The Flink team announces Release 0.10.1, a maintenance release.
On the Edureka! blog, an anonymous blogger describes four ways to use R and Hadoop together: RHadoop, ORCH, RHIPE and Hadoop Streaming. That’s like saying there are four ways to fly from New York to Los Angeles: American, Delta, United and by flapping your arms vigorously.
(1) Databricks Previews Spark 1.6
— SQL: 13 enhancements, including the new Dataset API, queries on files (without prior table registration) and personalized metrics.
— Streaming: 4 API enhancements, including improved state management and Kinesis record disaggregation, plus UI improvements.
— MLLib: 5 new algorithms, including survival analysis, plus improvements to ML Pipelines, the R API and the Python API
— GraphX: no enhancements, which makes GraphX oh-for-2015. Is it time to stick a fork in GraphX?
On Tuesday, December 1 Databricks’ Patrick Wendell plans to deliver a webcast on the new release. (Register to attend).
Databricks also announces a new release of its platform. Dave Wang elaborates.
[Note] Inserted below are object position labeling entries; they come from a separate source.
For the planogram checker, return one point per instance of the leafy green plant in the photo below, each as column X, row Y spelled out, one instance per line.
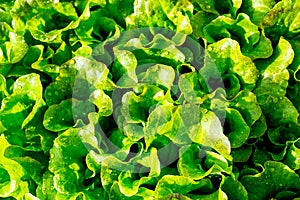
column 135, row 99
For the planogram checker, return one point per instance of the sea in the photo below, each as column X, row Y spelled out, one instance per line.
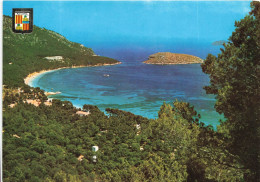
column 134, row 86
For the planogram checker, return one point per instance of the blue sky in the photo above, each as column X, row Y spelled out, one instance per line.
column 100, row 23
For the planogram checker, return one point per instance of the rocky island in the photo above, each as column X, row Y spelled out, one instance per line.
column 172, row 58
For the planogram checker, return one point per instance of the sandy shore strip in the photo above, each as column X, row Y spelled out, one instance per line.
column 28, row 80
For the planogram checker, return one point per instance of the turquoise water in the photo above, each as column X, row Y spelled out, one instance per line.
column 132, row 86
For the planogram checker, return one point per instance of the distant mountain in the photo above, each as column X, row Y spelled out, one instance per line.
column 26, row 53
column 172, row 58
column 219, row 42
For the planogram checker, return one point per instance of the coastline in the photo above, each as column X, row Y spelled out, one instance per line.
column 169, row 63
column 29, row 78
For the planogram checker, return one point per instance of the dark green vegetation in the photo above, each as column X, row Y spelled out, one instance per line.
column 219, row 42
column 25, row 53
column 43, row 143
column 234, row 78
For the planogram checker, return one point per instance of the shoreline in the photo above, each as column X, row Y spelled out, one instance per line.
column 29, row 78
column 170, row 63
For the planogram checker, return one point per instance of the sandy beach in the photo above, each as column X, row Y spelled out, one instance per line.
column 28, row 80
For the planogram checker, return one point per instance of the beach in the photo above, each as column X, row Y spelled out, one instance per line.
column 28, row 80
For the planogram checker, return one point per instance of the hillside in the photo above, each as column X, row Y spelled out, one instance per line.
column 172, row 58
column 219, row 42
column 26, row 53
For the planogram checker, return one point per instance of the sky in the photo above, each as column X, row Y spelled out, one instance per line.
column 101, row 23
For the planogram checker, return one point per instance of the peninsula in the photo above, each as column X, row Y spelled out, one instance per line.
column 172, row 58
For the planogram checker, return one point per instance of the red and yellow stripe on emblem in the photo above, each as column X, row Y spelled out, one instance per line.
column 25, row 26
column 18, row 19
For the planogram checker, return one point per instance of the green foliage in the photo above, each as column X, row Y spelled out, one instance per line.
column 234, row 79
column 25, row 53
column 46, row 143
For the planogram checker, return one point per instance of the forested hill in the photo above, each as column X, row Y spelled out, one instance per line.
column 25, row 53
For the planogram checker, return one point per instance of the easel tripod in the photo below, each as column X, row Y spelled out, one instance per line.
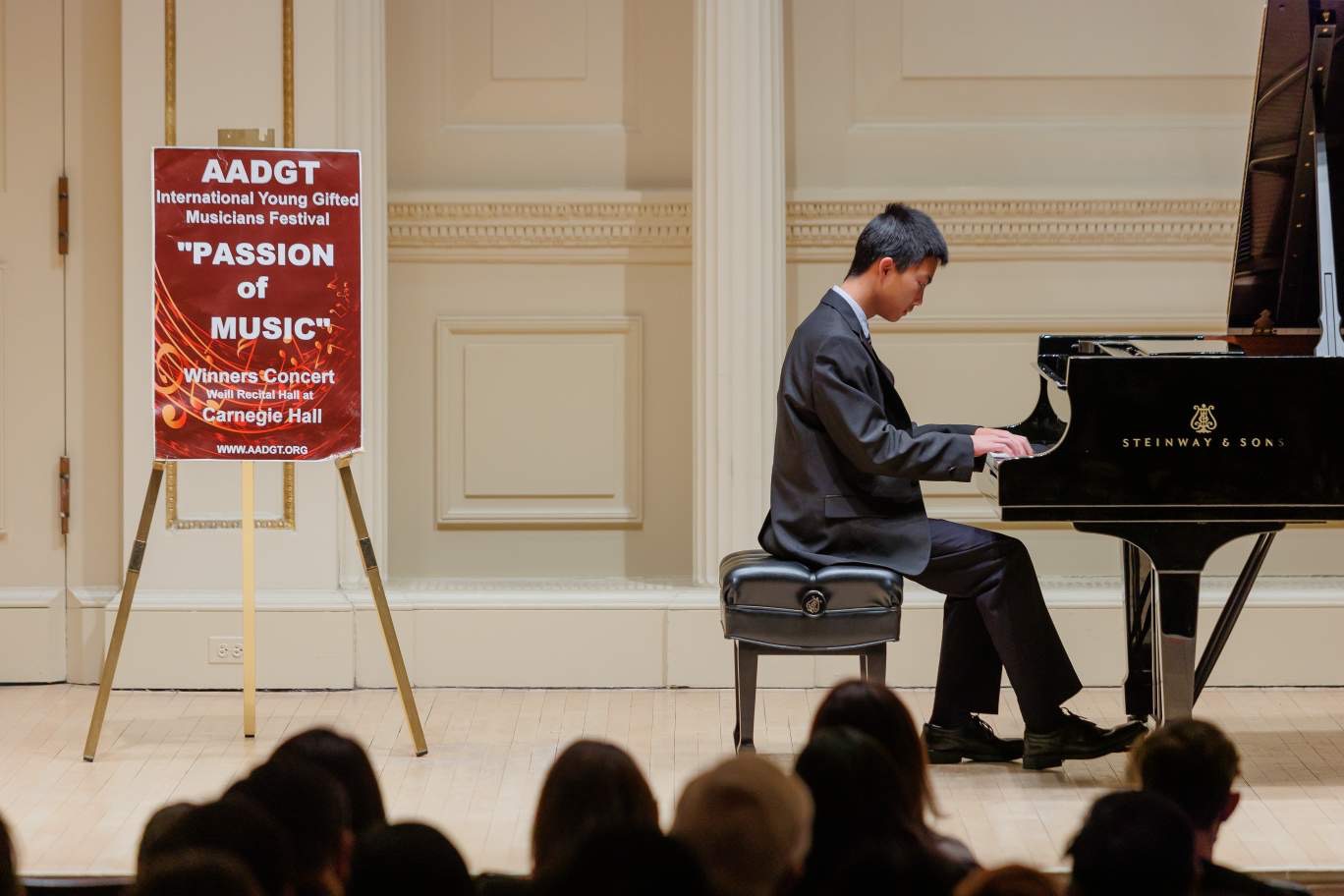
column 128, row 592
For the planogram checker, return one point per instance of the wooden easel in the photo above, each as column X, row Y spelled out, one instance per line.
column 249, row 555
column 375, row 581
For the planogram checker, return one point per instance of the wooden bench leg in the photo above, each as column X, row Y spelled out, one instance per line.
column 744, row 681
column 872, row 664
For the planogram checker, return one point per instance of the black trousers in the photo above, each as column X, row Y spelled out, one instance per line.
column 993, row 620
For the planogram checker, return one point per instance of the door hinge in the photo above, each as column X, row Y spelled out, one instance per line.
column 63, row 215
column 65, row 496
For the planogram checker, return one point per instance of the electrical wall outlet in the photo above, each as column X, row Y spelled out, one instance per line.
column 226, row 649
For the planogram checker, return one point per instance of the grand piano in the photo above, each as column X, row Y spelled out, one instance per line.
column 1180, row 443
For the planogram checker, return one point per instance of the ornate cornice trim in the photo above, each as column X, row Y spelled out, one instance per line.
column 816, row 230
column 1105, row 229
column 598, row 231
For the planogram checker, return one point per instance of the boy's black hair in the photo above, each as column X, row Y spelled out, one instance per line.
column 905, row 235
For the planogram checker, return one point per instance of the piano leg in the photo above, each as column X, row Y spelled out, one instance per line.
column 1139, row 632
column 1173, row 644
column 1178, row 554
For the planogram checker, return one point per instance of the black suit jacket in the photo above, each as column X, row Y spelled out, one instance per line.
column 847, row 457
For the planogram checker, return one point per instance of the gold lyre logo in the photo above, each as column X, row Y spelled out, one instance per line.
column 1204, row 420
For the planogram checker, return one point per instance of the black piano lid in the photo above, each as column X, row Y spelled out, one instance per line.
column 1275, row 266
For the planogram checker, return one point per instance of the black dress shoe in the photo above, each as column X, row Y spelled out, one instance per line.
column 974, row 741
column 1077, row 739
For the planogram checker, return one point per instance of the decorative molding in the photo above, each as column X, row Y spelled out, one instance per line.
column 31, row 598
column 1066, row 322
column 1082, row 592
column 284, row 522
column 1034, row 229
column 267, row 599
column 563, row 231
column 456, row 504
column 659, row 230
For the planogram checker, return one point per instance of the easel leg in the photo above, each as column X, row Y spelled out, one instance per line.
column 249, row 527
column 128, row 594
column 384, row 614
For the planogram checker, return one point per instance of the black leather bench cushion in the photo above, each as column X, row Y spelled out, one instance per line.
column 782, row 603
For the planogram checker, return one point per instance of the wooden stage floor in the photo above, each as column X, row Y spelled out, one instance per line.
column 489, row 750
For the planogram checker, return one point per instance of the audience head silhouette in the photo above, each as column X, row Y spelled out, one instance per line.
column 857, row 790
column 749, row 823
column 1133, row 842
column 310, row 807
column 620, row 862
column 238, row 827
column 199, row 872
column 591, row 786
column 877, row 712
column 1194, row 764
column 408, row 859
column 1010, row 880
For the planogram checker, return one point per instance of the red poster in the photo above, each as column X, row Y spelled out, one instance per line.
column 256, row 304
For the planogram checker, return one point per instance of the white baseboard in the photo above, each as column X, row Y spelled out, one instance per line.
column 594, row 635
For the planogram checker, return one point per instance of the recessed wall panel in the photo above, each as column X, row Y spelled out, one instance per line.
column 537, row 420
column 541, row 420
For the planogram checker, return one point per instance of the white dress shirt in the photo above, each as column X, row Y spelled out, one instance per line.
column 858, row 311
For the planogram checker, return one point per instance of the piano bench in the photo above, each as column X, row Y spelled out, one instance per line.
column 771, row 606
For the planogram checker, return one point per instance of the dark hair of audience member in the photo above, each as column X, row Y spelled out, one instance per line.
column 159, row 823
column 408, row 859
column 347, row 761
column 591, row 786
column 877, row 712
column 1133, row 842
column 200, row 872
column 899, row 864
column 310, row 807
column 631, row 860
column 8, row 878
column 237, row 826
column 1008, row 880
column 857, row 790
column 1190, row 761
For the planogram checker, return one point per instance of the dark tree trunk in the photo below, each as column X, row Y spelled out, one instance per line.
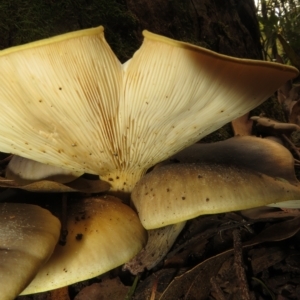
column 229, row 27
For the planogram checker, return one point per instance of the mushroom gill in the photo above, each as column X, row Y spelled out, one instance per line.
column 121, row 119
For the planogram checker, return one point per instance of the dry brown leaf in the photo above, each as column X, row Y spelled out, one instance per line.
column 107, row 290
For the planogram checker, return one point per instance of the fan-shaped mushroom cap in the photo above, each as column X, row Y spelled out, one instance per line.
column 28, row 235
column 121, row 119
column 25, row 171
column 179, row 192
column 257, row 154
column 103, row 233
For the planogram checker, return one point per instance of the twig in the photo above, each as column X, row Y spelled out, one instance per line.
column 239, row 265
column 294, row 148
column 219, row 293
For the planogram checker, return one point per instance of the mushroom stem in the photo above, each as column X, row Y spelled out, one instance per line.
column 123, row 180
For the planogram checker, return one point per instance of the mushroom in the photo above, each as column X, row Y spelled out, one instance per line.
column 28, row 237
column 24, row 171
column 262, row 155
column 103, row 233
column 178, row 192
column 122, row 119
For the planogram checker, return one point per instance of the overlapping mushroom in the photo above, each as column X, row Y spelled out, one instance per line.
column 70, row 103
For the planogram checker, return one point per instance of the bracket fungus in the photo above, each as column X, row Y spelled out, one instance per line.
column 103, row 233
column 28, row 237
column 69, row 102
column 24, row 171
column 190, row 190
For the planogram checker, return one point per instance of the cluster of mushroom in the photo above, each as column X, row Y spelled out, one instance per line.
column 70, row 103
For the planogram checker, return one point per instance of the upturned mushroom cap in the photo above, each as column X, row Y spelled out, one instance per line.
column 257, row 154
column 28, row 235
column 175, row 193
column 122, row 119
column 25, row 171
column 103, row 233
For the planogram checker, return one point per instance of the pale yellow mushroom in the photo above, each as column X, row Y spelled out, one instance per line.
column 69, row 102
column 25, row 171
column 178, row 192
column 28, row 235
column 103, row 233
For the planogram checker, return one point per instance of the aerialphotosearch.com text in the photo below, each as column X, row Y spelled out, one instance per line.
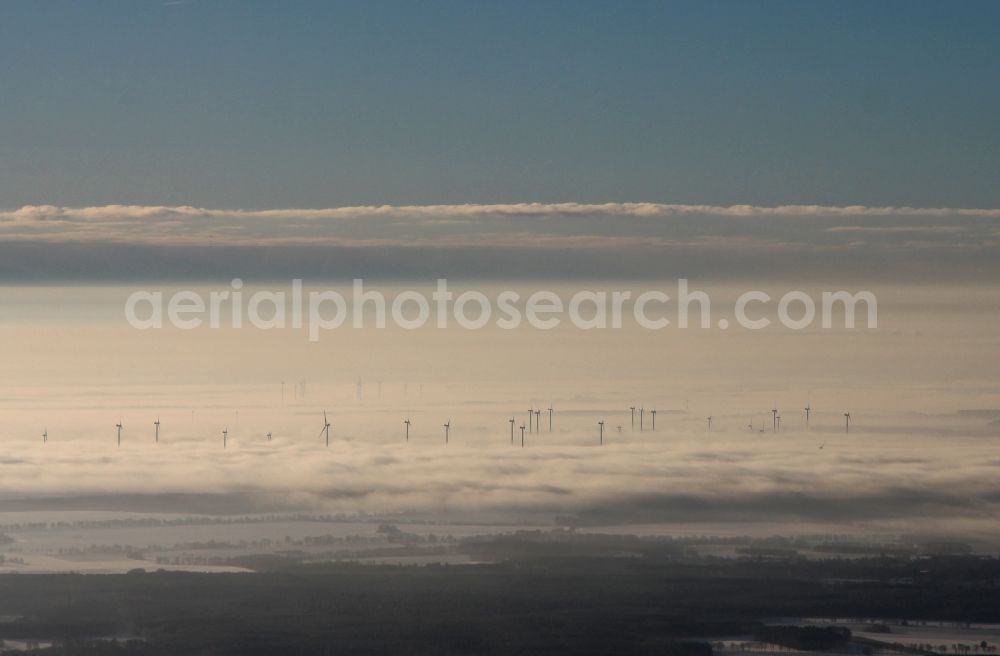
column 362, row 307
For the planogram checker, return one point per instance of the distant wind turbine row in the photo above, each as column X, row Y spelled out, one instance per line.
column 534, row 419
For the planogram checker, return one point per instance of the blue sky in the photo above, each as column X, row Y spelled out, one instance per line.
column 324, row 104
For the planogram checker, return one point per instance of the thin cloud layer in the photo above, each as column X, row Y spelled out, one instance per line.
column 621, row 239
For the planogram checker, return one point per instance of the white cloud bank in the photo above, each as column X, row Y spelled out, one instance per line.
column 122, row 212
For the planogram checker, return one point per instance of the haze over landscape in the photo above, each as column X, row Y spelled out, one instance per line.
column 240, row 465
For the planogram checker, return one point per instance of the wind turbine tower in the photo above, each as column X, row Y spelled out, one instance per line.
column 326, row 429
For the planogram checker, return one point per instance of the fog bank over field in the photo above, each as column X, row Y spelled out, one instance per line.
column 921, row 456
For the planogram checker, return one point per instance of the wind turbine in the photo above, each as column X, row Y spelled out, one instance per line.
column 326, row 428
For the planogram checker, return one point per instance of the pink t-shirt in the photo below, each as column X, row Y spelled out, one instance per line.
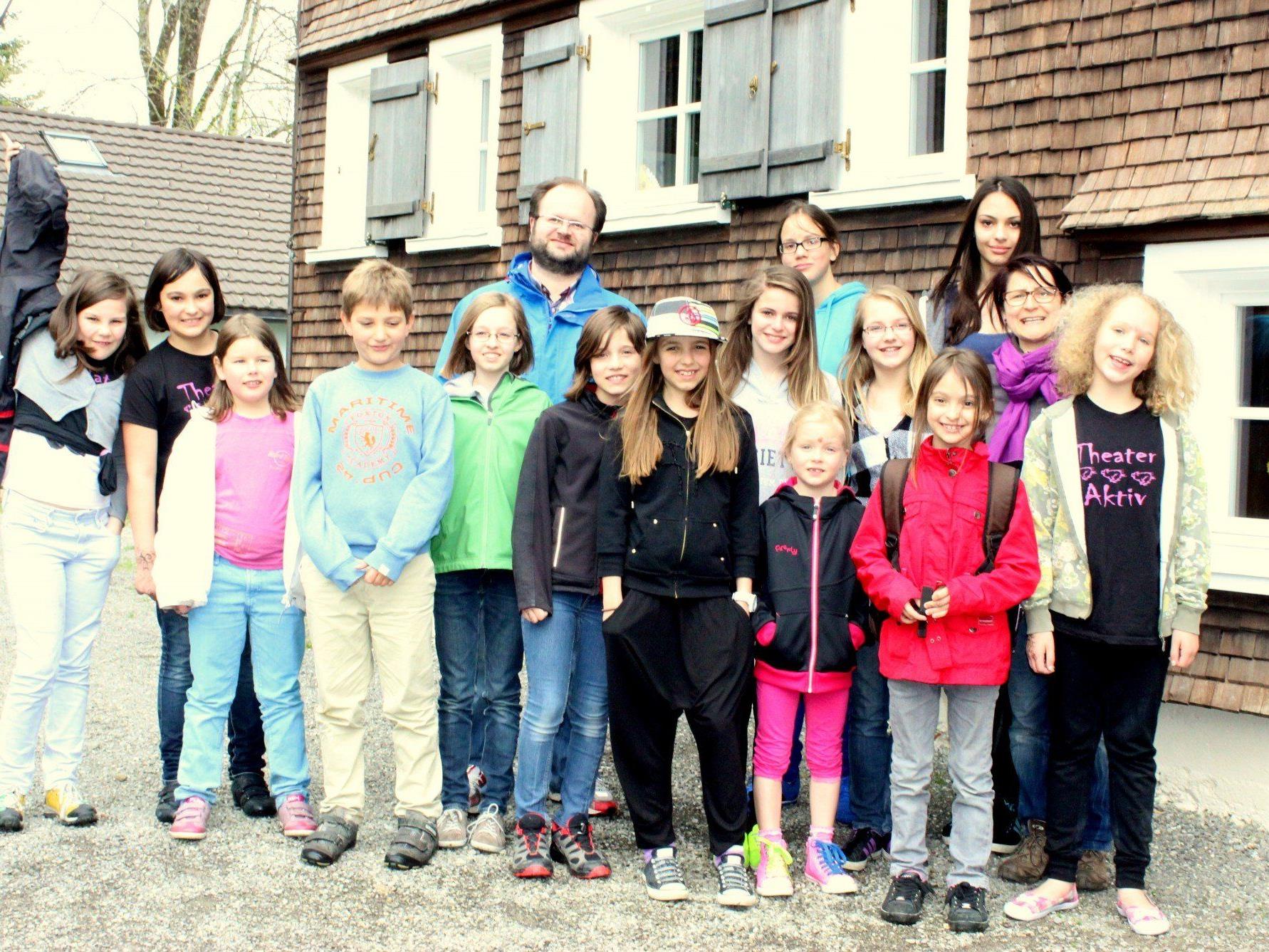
column 253, row 484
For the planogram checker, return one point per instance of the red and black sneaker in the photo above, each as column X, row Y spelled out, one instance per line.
column 529, row 849
column 574, row 844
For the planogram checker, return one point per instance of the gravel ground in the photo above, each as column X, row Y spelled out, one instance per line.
column 125, row 884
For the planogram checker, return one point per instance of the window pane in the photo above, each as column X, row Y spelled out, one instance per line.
column 659, row 74
column 928, row 110
column 657, row 142
column 929, row 29
column 1251, row 499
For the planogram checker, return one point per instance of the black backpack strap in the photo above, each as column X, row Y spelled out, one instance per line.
column 894, row 480
column 1001, row 499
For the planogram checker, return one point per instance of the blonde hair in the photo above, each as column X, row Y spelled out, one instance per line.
column 377, row 282
column 857, row 370
column 714, row 441
column 1168, row 384
column 818, row 412
column 459, row 355
column 801, row 366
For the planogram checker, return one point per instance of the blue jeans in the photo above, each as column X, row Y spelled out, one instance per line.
column 568, row 669
column 1028, row 743
column 868, row 718
column 217, row 635
column 476, row 608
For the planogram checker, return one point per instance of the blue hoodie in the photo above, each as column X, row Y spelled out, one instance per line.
column 555, row 338
column 834, row 318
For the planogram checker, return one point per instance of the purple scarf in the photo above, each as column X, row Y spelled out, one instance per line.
column 1022, row 377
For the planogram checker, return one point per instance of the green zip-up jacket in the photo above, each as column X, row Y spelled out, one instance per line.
column 489, row 449
column 1051, row 471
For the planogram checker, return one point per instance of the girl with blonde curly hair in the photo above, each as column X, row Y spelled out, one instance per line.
column 1113, row 470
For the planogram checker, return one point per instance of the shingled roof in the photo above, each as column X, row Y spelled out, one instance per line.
column 227, row 197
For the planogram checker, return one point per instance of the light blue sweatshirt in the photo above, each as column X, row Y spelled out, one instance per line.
column 373, row 469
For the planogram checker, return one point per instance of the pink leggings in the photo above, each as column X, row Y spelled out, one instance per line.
column 825, row 720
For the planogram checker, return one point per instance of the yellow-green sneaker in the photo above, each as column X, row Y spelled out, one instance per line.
column 66, row 804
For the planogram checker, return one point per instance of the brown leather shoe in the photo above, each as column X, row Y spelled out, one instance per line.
column 1093, row 874
column 1027, row 864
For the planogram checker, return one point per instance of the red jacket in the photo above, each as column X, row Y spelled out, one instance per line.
column 942, row 545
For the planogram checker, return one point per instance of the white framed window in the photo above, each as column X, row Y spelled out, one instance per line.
column 905, row 74
column 462, row 141
column 641, row 112
column 1220, row 293
column 344, row 170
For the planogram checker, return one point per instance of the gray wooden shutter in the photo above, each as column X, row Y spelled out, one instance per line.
column 551, row 103
column 805, row 81
column 396, row 170
column 735, row 103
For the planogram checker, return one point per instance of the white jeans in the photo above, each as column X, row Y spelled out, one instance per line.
column 58, row 570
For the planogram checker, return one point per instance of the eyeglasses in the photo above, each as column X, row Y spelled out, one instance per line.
column 558, row 224
column 900, row 330
column 503, row 337
column 1041, row 296
column 810, row 244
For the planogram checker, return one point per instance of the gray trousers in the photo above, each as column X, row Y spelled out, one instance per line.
column 914, row 718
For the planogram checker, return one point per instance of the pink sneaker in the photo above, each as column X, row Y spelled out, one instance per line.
column 296, row 817
column 191, row 820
(2) New Release for Apache Drill
(3) IBM Touts SystemML
IBM revs the PR machine for SystemML; stories here, here, here, here, here, here, here and here. Jessica Davis appears to be confused by the publicity, describing IBM’s donation of SystemML as a “milestone” for Spark, which is a stretch.
In case you missed last week’s story, SystemML is a high-level declarative machine learning language; the user can choose between an “R-like” syntax or a “Python-like” syntax. Users specify the model in a general way; SystemML converts the user request into an execution plan and runs the request either in MapReduce or Spark.
It’s hard to imagine why one would ever run a machine learning algorithm in MapReduce, so you can write an “optimizer” with one rule: If Spark is installed, run it there, otherwise…
SystemML’s library of MapReduce algorithms dates back a couple of years; IBM was unable to commercialize it. While the Spark algorithms align roughly to existing capabilities of Spark MLLib, it appears that IBM rewrote them and added a few, including stepwise regression and survival analysis.
IBM donated the software to open source last June. All active contributors are IBM employees.